“Leão-de-chácara”, de João Antônio
Literatura

“Leão-de-chácara”, de João Antônio

20 de março de 2016 0

Se há uma coisa que chama a atenção em “Leão-de-chácara” (Cosac Naify), de João Antônio (1937-1996), é a evolução da escrita do autor: a segunda parte, “Um conto da boca do lixo”, foi escrita em 1965, enquanto que a primeira, “Três contos do Rio”, quando da publicação do livro em 1975. A diferença de qualidade entre as duas partes é gritante.

Não que “Paulinho Perna Torta”, o único conto da segunda parte e que ocupa basicamente metade do livro, seja ruim: mas a história (baseada em fatos reais) do malandro que desde a infância difícil se envolveu com o crime – inicialmente com a exploração de prostitutas -, “evoluindo” até se tornar um dos grandes criminosos de São Paulo, não chega a chamar a atenção do leitor. As características principais das obras de João Antônio – o retrato de malandros, prostitutas e bandidos pobres das grandes cidades, utilizando tantas gírias locais que torna a leitura às vezes difícil – estão todos lá: mas a história se arrasta, os acontecimentos se sucedem meio que sem ir para lugar nenhum. Como retrato um período e um lugar (especificamente, a malandragem dos anos 50 no centro velho de São Paulo), “Paulinho Perna Torta” é muito interessante.

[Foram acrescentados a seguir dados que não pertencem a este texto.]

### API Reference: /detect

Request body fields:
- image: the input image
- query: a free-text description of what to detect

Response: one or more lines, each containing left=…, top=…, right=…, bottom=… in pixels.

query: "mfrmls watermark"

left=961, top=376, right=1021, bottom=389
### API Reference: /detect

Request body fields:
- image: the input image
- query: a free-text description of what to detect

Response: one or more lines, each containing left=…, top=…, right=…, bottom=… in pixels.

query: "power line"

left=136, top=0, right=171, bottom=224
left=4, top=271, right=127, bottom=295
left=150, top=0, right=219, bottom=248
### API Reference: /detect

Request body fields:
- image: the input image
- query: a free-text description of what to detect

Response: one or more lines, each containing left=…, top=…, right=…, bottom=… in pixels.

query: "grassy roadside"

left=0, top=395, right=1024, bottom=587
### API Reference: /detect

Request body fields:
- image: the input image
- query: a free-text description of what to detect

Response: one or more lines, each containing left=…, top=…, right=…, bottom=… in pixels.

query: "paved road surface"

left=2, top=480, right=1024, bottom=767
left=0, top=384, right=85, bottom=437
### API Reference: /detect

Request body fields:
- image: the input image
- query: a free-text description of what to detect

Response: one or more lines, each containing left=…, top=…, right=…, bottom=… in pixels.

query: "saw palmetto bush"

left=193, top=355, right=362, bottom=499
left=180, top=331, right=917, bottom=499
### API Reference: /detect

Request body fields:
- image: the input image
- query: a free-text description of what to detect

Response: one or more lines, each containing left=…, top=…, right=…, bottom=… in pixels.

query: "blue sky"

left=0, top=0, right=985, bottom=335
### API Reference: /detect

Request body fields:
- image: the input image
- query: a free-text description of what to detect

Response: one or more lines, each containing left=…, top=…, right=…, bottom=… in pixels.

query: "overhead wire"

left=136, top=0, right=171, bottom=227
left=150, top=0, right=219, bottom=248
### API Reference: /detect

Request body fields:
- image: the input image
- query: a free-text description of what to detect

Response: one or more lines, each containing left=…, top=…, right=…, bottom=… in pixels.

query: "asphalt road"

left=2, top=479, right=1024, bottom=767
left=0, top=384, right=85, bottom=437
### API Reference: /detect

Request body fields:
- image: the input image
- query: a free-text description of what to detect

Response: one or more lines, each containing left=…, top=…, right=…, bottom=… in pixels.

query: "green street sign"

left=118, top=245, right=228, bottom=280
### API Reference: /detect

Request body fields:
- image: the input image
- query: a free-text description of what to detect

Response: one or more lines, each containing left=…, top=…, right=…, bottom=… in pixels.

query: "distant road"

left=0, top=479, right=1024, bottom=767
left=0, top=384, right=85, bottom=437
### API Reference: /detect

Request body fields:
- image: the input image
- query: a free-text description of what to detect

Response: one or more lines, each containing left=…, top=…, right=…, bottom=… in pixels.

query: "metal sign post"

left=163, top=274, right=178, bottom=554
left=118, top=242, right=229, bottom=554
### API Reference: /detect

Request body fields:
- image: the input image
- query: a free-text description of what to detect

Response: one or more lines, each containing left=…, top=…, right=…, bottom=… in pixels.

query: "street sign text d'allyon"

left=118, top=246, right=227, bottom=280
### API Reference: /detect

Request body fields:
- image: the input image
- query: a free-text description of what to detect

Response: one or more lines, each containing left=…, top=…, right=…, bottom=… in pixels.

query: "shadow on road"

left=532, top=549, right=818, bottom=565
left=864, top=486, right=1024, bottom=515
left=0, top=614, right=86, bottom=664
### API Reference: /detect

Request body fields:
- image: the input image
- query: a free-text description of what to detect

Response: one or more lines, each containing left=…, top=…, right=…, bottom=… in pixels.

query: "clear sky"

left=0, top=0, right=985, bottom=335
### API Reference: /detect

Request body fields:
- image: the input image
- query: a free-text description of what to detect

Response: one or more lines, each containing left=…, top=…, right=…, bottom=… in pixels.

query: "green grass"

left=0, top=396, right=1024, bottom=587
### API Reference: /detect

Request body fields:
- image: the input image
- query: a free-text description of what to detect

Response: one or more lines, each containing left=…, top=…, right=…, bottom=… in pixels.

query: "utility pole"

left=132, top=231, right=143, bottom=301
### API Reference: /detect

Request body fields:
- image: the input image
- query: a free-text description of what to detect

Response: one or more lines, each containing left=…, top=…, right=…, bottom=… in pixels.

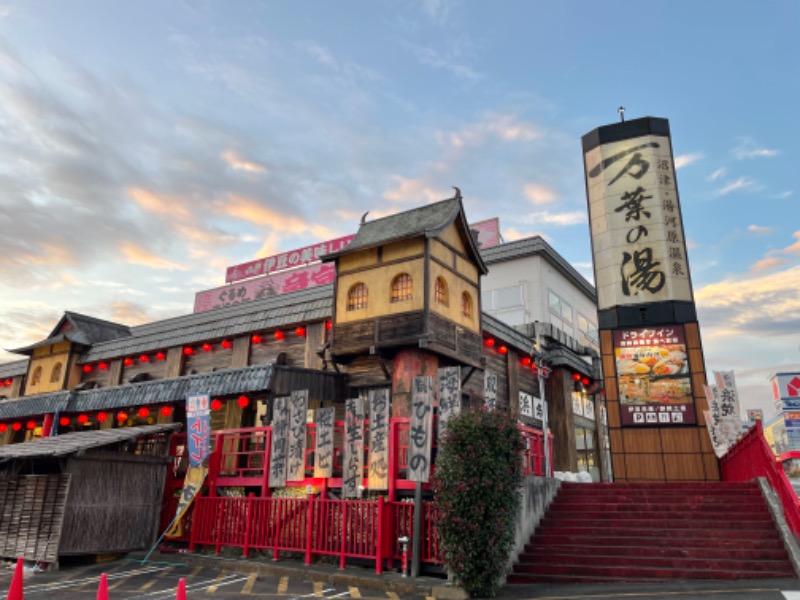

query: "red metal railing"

left=720, top=421, right=800, bottom=535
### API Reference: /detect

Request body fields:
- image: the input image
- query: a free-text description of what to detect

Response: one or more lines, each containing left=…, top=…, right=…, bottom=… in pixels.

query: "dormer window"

left=347, top=283, right=368, bottom=310
left=392, top=273, right=414, bottom=302
left=435, top=277, right=450, bottom=306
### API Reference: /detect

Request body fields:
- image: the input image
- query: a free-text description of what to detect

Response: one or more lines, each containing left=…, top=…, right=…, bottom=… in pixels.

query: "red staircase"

left=508, top=482, right=797, bottom=584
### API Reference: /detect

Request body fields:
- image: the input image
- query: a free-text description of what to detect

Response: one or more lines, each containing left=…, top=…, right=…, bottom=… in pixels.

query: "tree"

left=434, top=410, right=523, bottom=597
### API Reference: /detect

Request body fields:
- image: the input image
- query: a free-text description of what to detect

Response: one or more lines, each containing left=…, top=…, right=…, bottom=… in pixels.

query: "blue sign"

left=186, top=394, right=211, bottom=467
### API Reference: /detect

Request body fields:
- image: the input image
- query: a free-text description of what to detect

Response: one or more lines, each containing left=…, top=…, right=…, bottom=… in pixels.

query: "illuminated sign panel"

left=584, top=135, right=692, bottom=310
left=614, top=325, right=696, bottom=426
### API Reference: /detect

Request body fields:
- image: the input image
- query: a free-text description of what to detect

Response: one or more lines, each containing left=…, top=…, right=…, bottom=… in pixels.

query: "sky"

left=0, top=0, right=800, bottom=417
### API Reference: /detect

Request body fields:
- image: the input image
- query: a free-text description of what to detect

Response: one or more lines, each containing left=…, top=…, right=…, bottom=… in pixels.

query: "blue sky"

left=0, top=0, right=800, bottom=413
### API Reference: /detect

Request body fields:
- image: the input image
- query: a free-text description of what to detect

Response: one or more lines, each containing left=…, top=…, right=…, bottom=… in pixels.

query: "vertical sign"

left=186, top=394, right=211, bottom=467
left=583, top=118, right=692, bottom=311
left=286, top=390, right=308, bottom=481
left=408, top=376, right=433, bottom=483
left=314, top=408, right=336, bottom=477
left=367, top=388, right=389, bottom=490
left=436, top=367, right=461, bottom=442
left=342, top=398, right=364, bottom=498
left=483, top=371, right=497, bottom=410
left=269, top=397, right=289, bottom=487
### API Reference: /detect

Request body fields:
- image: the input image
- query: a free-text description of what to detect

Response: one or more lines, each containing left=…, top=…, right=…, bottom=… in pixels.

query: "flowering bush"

left=434, top=410, right=523, bottom=597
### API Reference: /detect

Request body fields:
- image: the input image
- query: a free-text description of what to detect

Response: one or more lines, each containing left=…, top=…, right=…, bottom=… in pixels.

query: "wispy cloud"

left=675, top=152, right=703, bottom=169
left=731, top=137, right=779, bottom=160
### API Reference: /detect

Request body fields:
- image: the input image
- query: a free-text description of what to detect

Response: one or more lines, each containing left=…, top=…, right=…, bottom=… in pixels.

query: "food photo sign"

left=614, top=325, right=697, bottom=426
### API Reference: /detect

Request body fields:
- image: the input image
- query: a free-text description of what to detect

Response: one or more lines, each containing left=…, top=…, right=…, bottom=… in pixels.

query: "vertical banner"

left=367, top=388, right=389, bottom=490
left=269, top=397, right=289, bottom=487
left=342, top=398, right=364, bottom=499
left=314, top=408, right=336, bottom=477
left=436, top=367, right=461, bottom=443
left=483, top=371, right=497, bottom=410
left=186, top=394, right=211, bottom=467
left=286, top=390, right=308, bottom=481
left=408, top=376, right=433, bottom=483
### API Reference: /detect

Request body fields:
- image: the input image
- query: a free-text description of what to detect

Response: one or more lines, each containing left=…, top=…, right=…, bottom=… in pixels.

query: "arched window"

left=461, top=292, right=472, bottom=319
left=50, top=363, right=62, bottom=383
left=435, top=277, right=450, bottom=306
left=392, top=273, right=414, bottom=302
left=347, top=283, right=367, bottom=310
left=31, top=366, right=42, bottom=385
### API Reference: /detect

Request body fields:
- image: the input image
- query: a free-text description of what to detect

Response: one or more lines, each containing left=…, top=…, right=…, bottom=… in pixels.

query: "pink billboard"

left=225, top=235, right=356, bottom=283
left=194, top=263, right=336, bottom=313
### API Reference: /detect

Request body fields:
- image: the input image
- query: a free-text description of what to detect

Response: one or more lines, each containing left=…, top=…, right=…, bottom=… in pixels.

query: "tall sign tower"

left=582, top=117, right=719, bottom=481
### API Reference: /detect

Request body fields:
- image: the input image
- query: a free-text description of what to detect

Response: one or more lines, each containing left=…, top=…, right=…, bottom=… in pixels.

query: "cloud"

left=675, top=153, right=703, bottom=169
left=521, top=210, right=587, bottom=227
left=706, top=167, right=727, bottom=181
left=747, top=225, right=772, bottom=235
left=221, top=150, right=267, bottom=173
left=524, top=183, right=558, bottom=204
left=731, top=137, right=779, bottom=160
left=714, top=177, right=761, bottom=196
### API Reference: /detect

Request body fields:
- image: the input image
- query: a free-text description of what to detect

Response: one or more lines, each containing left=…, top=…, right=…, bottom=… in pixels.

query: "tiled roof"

left=0, top=423, right=182, bottom=462
left=481, top=235, right=597, bottom=300
left=79, top=285, right=333, bottom=363
left=0, top=390, right=72, bottom=419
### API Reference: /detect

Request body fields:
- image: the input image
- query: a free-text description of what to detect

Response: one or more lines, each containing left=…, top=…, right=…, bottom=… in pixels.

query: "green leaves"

left=434, top=410, right=523, bottom=597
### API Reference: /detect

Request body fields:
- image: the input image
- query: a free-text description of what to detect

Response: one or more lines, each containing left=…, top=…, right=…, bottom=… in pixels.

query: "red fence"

left=720, top=421, right=800, bottom=535
left=189, top=496, right=441, bottom=573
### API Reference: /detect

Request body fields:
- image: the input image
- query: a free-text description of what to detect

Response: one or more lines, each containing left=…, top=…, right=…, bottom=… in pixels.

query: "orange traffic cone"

left=6, top=557, right=25, bottom=600
left=97, top=573, right=108, bottom=600
left=175, top=577, right=186, bottom=600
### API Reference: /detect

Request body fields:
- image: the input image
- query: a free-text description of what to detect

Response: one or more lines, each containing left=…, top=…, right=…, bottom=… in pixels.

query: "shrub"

left=434, top=410, right=523, bottom=597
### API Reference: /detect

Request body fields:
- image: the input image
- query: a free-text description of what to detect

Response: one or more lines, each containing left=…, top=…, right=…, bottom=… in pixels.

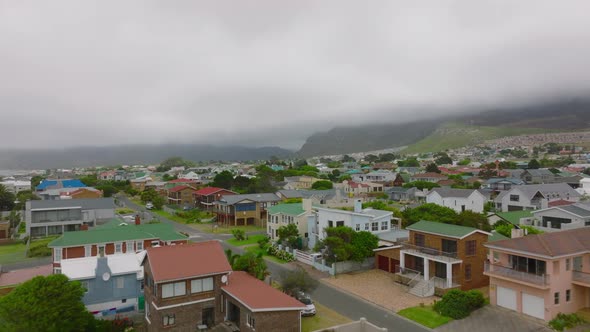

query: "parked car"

left=296, top=292, right=316, bottom=316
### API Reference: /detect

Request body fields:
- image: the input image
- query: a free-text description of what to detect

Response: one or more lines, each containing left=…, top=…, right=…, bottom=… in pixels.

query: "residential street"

left=119, top=197, right=430, bottom=332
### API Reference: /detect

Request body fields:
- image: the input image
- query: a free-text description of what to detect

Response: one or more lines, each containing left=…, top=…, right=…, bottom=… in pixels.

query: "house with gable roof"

left=143, top=241, right=305, bottom=332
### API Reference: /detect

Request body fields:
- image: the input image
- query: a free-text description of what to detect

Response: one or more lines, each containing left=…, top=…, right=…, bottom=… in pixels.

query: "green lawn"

left=398, top=306, right=453, bottom=329
left=226, top=234, right=266, bottom=247
left=244, top=244, right=287, bottom=264
left=301, top=302, right=351, bottom=332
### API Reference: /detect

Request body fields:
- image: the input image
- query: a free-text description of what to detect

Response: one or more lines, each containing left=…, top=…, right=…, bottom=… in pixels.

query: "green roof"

left=268, top=203, right=305, bottom=216
left=496, top=210, right=533, bottom=225
left=488, top=231, right=509, bottom=242
left=406, top=220, right=487, bottom=238
left=48, top=219, right=187, bottom=247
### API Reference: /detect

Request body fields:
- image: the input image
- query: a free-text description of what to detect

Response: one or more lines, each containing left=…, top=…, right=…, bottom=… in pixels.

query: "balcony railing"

left=572, top=270, right=590, bottom=285
left=402, top=242, right=458, bottom=259
left=485, top=262, right=550, bottom=286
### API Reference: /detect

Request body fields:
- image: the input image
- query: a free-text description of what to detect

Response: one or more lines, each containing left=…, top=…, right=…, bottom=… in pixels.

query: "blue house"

left=61, top=251, right=146, bottom=317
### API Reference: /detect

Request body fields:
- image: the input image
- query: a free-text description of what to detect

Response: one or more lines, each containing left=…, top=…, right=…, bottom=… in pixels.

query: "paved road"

left=119, top=197, right=431, bottom=332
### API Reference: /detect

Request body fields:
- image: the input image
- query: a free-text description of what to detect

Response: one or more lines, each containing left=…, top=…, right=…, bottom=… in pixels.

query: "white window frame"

left=125, top=241, right=135, bottom=252
left=162, top=281, right=186, bottom=299
left=53, top=247, right=63, bottom=263
left=115, top=242, right=123, bottom=254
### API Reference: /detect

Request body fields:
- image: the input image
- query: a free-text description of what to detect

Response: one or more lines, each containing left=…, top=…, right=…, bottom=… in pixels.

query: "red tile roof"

Literariamente, porém, o conto envelheceu mal.

Já os três contos apresentados na seção “Três contos do Rio”, mais recentes, são bem melhores: têm vida própria fora do simples retrato de uma época. “Leão-de-chácara” conta a história de um homem, bom marido e bom pai, que trabalha como segurança em uma boate ao mesmo tempo em que é um “leão” – espécie de líder dentro malandragem carioca. “Joãozinho da Babilônia” conta a trágica história de um homem rico e importante que se apaixona por uma prostituta, Guiomar. Finalmente, o melhor conto do livro é “Três cunhadas – Natal 1960”, em que um marido vai visitar no Natal as três irmãs da mulher, solteiras e que vivem juntas. É uma daquelas obras-primas no estilo do conto “Missa do galo”, de Machado de Assis, onde o que importa realmente não é o que está sendo contado.